Kendisini tedavi eden tabip ve hemşirelerle çalışmaktan da büyük memnunluk duyduğunu lisana getiren Bucağa, “Oğuz Tuncer hocamız yıllar evvel hastanemize yenidoğan servisini açmış. ‘500-600 gramlık çocukların yaşama tutunmalarını sağlamaya çalışacağım’ demiş. O çocuklardan biriyim ve şu an onunla çalışıyorum. Ona büyük bir hürmet duyuyorum. Hocamız birinci günkü heyecanlıyla tüm bebeklerle teker teker ilgileniyor, tedavilerini yapıyor. Bu durum beni çok keyifli ediyor.” diye konuştu.
“500-600 gram tartısında sayısız bebek büyüttük”

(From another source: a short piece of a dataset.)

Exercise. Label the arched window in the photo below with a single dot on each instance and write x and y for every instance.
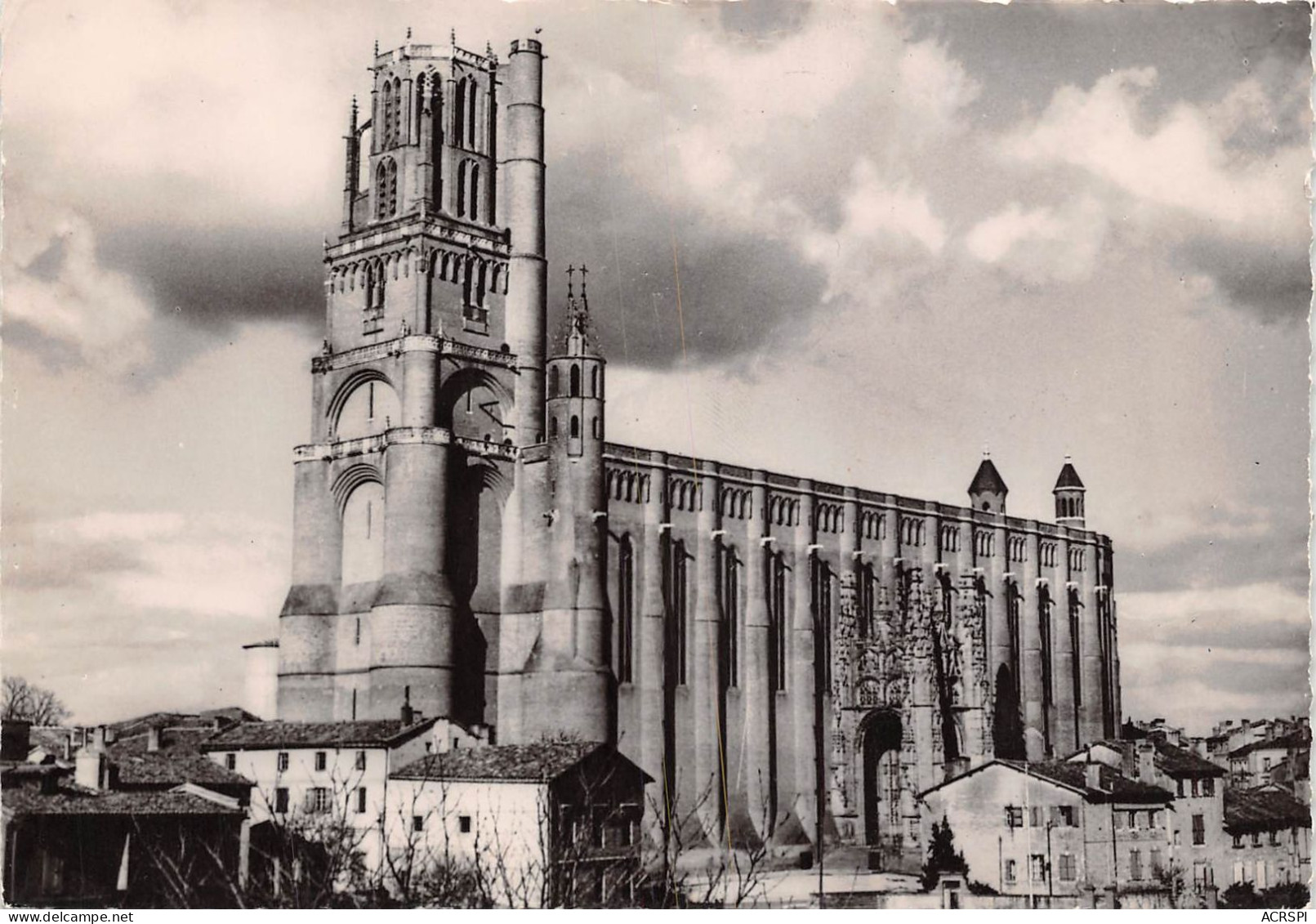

Van YYÜ Çocuk Sıhhati ve Hastalıkları Ana Bilim Kısmı Lideri Prof. Dr. Oğuz Tuncer de hastanelerinde 1996 yılında kurdukları yenidoğan ağır bakım ünitesinin Van ve etraf vilayetlere hizmet verdiğini aktardı.
Bu müddet içinde binlerce prematüre bebeğin hayata tutunduğunu söz eden Tuncer, şunları söyledi:
“Hakikaten inanılmaz bir his. 1996 yılında buraya geldiğimizde 1500 gram altı bebekler ‘yaşamaz’ olarak biliniyordu. Şu an bırakın 1500’ü 475 gram yükünde bebekleri dahi büyütüyoruz. Bunlardan biri de 1998 yılında 630 gram yükünde dünyaya gelen Dr. Ferhat kardeşimizdir. Elimizde büyüdü. Bugüne kadar hemşire, tekniker ve tabip olarak 500-600 gram yükünde sayısız bebek büyüttük. Cep telefonu büyüklüğünde, 630 gram olan bir bebeği büyütüyorsunuz. Artık siz profesör olmuşsunuz. Bu bebek öğrenci olarak size geliyor. Eğitim veriyorsunuz, mezun edip kendi safınıza katıyorsunuz. Bu çok büyük bir memnunluk.”
“Çok farklı ve hoş bir hikaye”
YYÜ Rektörü Prof. Dr. Hamdullah Şevli de Bucağa’nın çok enteresan ve hoş bir öyküsünün olduğunu söyledi.
Doktor Bucağa’nın 25 yıl evvel hastanelerinde prematüre olarak dünyaya geldiğini anımsatan Şevli, şunları kaydetti:
“630 gram tartısında doğan Ferhat kardeşimiz, Allah’ın takdiri ve hekimlerimizin takviyesiyle yaşama tutunmuş, büyümüş, azimle çalışmış en yeterli liselerde okumuş. Daha sonra üniversitemizin tıp fakültesini kazanmış. Çocuk Sıhhati ve Hastalıkları Ana Bilim Kolu Lideri Prof. Dr. Oğuz Tuncer hocamızın dayanakları ve uğraşıyla şu an yaklaşık 60 küvezle yenidoğan ağır bakım ünitesinde hizmet veriyor. Temelini atacağımız yeni acil binamızın en üst katında çok çağdaş bir yenidoğan ağır bakım ünitesi, çocuk ağır bakım ünitesi ve anne oteli yapacağız. Ferhat üzere hekimlerimiz da gelip burada hizmet edecek, hastalara şifa olacaklar.”